Rogers-Ramanujan continued fraction $R(e^{-2 \pi \sqrt 5})$

The result $$\small R(e^{-2\pi\sqrt{5}})=\frac{\sqrt{5}}{1+\left[5^{3/4}\left(\frac{\sqrt{5}-1}{2}\right)^{5/2}-1\right]^{1/5}}-\frac{\sqrt{5}+1}{2}=\frac{\beta+2}{\beta+\sqrt[5]{\sqrt{1+\beta^{10}}-\beta^5}}-\beta$$ was one of the results of Ramanujan communicated to Hardy in his second letter. It was proved by Watson in 1929 (http://www.inp.nsk.su/~silagadz/Ramanujan_continued_fraction1.pdf) and by Ramanathan in 1984 (http://www.inp.nsk.su/~silagadz/Ramanujan_continued_fraction2.pdf).

Let $R(q)$ be the Rogers-Ramanujan continued fraction $$ R(q):=\frac{q^{1/5}}{1+}\frac{q^1}{1+}\frac{q^2}{1+}\frac{q^3}{1+}\ldots,|q|<1 $$ Let also for $r>0$ $$ Y=Y(r):=R(e^{-2\pi\sqrt{r}})^{-5}-11-R(e^{-2\pi\sqrt{r}})^5 $$ It is easy to show someone that $$ Y\left(\frac{r}{5}\right)Y\left(\frac{1}{5r}\right)=125, : (1) $$ for all $r>0$. Hence for $r=1$ $$ Y\left(\frac{1}{5}\right)=\sqrt{125}=5\sqrt{5} $$ hence $$ R\left(e^{-2\pi/\sqrt{5}}\right)=\sqrt[5]{\frac{2}{11+5\sqrt{5}+\sqrt{250+110\sqrt{5}}}} $$ Using the modular relation $$ R\left(e^{-2\pi\sqrt{1/r}}\right)=\frac{-(1+\sqrt{5})R\left(e^{-2\pi\sqrt{r}}\right)+2}{2R\left(e^{-2\pi\sqrt{r}}\right)+1+\sqrt{5}} : (2) $$ we easily get the result.

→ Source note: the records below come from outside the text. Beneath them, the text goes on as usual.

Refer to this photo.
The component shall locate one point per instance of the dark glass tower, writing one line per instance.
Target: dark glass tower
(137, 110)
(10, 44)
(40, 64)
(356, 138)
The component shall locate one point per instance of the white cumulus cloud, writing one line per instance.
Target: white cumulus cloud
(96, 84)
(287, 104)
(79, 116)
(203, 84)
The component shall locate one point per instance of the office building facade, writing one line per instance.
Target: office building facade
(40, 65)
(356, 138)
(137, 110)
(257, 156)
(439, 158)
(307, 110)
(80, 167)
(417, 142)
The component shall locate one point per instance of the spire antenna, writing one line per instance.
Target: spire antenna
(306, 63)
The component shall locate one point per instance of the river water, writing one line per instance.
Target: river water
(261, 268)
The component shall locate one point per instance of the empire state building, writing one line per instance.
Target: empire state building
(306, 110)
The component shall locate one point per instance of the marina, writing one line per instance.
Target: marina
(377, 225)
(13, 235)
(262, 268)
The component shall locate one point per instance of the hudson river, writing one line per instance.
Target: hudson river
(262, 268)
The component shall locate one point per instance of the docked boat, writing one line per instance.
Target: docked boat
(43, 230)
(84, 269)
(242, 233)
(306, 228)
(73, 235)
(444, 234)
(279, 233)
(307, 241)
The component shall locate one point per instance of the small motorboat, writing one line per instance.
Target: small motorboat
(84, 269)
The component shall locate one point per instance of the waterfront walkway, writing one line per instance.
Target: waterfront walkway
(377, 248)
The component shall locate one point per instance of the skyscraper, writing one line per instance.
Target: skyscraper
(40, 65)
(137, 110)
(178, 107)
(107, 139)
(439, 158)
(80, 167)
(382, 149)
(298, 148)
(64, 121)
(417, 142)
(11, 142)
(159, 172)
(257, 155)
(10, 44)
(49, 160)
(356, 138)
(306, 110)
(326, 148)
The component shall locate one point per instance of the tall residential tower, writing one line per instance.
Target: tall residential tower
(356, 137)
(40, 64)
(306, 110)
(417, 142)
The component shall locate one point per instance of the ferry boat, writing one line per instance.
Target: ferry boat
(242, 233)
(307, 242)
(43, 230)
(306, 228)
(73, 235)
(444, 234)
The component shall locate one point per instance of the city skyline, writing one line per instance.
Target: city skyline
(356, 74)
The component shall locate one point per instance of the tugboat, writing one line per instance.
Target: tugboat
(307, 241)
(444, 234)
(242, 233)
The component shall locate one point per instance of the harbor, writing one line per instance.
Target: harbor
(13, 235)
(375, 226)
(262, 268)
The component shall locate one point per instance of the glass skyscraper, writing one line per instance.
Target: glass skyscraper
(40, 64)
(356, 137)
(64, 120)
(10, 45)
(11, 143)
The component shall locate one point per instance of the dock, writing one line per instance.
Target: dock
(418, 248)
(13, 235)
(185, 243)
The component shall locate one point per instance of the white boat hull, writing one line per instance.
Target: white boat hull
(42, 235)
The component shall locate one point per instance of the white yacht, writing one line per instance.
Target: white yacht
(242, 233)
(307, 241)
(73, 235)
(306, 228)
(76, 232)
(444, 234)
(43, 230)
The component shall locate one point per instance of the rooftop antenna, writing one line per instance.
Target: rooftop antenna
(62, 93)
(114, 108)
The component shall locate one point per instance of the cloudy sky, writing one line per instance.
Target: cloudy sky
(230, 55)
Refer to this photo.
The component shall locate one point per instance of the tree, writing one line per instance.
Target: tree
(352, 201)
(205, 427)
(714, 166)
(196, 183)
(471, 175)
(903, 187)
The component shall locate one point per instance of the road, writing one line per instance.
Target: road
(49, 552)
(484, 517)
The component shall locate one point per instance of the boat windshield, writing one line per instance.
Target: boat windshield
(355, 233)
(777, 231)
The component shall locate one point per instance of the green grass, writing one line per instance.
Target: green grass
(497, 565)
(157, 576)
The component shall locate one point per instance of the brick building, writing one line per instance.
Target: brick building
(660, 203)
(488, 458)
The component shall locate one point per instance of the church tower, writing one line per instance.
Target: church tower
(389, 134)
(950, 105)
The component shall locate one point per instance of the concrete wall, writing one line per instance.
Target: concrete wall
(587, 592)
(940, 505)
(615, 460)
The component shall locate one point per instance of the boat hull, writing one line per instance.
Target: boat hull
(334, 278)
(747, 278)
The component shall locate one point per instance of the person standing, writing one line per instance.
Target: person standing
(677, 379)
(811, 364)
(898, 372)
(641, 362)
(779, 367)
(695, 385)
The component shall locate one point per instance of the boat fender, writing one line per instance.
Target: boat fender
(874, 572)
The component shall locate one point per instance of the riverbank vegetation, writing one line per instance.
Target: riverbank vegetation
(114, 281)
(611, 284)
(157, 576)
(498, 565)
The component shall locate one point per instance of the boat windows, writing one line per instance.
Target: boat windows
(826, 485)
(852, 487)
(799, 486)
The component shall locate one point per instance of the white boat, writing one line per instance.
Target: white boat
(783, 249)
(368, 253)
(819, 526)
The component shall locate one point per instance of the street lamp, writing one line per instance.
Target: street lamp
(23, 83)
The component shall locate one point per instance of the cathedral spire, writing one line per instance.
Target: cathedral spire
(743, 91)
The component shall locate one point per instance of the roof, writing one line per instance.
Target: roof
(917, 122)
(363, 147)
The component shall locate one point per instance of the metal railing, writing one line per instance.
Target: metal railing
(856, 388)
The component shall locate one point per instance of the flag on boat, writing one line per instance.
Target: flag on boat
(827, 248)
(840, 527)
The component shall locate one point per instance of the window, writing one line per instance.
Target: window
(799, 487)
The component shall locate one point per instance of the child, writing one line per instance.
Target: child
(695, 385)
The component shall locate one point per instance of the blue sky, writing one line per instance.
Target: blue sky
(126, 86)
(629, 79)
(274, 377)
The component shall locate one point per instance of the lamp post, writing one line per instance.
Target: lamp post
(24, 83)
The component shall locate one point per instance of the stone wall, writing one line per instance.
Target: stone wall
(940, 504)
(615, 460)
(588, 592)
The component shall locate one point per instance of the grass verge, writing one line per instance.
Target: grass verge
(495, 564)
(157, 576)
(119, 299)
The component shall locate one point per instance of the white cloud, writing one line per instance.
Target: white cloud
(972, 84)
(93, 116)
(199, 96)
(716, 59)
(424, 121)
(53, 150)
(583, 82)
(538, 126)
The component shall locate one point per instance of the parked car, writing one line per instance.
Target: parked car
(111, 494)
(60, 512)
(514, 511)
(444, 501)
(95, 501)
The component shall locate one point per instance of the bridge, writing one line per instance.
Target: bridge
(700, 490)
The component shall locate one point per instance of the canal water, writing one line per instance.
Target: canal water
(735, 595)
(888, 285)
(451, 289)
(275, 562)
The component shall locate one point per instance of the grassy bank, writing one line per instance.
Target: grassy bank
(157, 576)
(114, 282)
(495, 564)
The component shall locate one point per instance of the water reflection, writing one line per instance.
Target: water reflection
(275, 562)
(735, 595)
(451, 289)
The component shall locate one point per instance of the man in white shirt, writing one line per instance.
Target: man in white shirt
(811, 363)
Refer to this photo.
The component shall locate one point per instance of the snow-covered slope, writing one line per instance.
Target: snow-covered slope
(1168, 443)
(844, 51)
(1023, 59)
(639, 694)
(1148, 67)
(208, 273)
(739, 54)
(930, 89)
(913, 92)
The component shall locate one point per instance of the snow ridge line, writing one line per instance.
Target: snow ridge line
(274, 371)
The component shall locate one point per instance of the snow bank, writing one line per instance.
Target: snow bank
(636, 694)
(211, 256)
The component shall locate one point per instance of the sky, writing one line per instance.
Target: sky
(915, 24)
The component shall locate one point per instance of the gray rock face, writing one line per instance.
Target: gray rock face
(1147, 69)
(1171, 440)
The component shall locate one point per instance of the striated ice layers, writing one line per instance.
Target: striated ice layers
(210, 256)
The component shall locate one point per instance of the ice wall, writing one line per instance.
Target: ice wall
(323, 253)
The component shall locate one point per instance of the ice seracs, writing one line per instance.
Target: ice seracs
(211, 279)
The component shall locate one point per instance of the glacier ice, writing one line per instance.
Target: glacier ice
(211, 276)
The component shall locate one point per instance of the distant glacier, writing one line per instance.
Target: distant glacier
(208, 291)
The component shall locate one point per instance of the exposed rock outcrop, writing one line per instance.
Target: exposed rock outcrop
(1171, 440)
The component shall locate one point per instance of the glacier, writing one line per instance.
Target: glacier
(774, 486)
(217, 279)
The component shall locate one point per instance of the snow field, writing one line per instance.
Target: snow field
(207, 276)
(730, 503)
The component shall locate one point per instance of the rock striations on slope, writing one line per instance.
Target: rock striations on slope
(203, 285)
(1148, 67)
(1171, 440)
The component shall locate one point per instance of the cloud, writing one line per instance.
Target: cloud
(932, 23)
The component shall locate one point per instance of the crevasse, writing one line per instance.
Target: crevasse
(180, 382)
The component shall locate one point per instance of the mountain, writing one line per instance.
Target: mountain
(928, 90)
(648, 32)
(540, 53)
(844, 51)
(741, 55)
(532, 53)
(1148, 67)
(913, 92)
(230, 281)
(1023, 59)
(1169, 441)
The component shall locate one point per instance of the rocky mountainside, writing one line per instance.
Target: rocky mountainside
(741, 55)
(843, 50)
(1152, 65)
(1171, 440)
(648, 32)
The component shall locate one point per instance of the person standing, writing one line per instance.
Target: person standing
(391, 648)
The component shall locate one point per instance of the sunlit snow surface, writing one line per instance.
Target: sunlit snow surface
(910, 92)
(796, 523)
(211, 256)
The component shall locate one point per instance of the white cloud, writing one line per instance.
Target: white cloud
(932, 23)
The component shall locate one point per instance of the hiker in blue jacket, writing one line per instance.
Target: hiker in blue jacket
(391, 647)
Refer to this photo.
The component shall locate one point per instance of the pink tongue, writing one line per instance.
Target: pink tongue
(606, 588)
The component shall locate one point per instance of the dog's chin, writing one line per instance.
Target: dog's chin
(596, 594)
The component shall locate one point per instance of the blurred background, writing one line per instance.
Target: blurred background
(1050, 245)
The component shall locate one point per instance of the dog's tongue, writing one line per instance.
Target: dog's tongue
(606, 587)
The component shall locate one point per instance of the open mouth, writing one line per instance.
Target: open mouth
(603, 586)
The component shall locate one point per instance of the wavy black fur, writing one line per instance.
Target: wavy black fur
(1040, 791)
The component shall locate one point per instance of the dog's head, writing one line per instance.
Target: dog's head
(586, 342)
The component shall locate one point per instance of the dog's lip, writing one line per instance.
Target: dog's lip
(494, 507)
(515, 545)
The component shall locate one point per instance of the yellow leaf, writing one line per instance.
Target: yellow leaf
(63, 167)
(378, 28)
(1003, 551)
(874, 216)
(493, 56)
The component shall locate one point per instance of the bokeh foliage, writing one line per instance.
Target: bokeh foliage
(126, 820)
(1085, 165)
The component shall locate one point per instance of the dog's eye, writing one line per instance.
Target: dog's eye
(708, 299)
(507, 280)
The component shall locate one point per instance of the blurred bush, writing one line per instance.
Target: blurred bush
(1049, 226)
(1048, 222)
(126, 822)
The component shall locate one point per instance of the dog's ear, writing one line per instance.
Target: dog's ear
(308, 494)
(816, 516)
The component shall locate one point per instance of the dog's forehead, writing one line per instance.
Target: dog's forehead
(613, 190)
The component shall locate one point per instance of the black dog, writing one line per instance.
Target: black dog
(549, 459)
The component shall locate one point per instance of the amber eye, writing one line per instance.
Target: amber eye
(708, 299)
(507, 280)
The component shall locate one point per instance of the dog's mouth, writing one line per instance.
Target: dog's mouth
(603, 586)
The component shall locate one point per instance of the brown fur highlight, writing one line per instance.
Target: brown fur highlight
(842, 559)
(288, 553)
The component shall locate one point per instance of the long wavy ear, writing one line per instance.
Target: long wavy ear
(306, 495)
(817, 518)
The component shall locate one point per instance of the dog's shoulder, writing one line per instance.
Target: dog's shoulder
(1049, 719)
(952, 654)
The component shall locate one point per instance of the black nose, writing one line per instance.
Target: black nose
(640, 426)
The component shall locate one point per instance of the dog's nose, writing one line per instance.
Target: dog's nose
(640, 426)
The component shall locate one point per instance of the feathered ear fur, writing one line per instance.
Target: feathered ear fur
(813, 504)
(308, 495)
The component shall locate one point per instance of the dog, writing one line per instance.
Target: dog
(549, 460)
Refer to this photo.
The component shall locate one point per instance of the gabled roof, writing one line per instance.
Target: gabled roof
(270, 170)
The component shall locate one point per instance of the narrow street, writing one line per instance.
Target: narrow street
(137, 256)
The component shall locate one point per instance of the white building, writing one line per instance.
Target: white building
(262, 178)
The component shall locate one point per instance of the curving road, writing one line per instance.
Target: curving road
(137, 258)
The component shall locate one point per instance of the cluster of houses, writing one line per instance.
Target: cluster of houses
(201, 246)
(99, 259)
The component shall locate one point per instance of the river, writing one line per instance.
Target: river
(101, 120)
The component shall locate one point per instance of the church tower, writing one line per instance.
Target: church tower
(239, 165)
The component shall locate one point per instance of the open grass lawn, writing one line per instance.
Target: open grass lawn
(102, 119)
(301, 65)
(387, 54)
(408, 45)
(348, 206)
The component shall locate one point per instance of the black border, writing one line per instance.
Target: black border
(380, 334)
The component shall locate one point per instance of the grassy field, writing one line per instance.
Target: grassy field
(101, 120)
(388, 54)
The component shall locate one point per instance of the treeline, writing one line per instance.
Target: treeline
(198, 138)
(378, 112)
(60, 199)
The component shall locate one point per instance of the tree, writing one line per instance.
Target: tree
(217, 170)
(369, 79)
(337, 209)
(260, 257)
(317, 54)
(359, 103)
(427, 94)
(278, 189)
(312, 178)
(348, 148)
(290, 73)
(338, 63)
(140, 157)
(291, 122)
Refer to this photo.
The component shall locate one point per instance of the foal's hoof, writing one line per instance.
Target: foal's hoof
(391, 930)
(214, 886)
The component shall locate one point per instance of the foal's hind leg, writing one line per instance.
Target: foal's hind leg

Proof of (1): The fifth degree modular equation of $R(q)$ is $$ R\left(q^{1/5}\right)^5=R(q)\frac{1-2R(q)+4R(q)^2-3R(q)^3+R(q)^4}{1+3R(q)+4R(q)^2+2R(q)^3+R(q)^4} $$ Also it holds (2), with $v_r=R\left(e^{-2\pi\sqrt{r}}\right)$, $r>0$ (see: W. Duke. 'Continued Fractions and Modular Functions'): $$ R\left(e^{-2\pi\sqrt{1/r}}\right)=v_{1/r}=\frac{-(1+\sqrt{5})v_r+2}{2v_r+1+\sqrt{5}} $$ A routine algebraic evaluation can show us that $$ \left(v_{r/25}^{-5}-11-v_{r/25}^5\right)\left(v_{1/r}^{-5}-11-v_{1/r}^{5}\right)=\ldots=125 $$ Hence the proof is complete.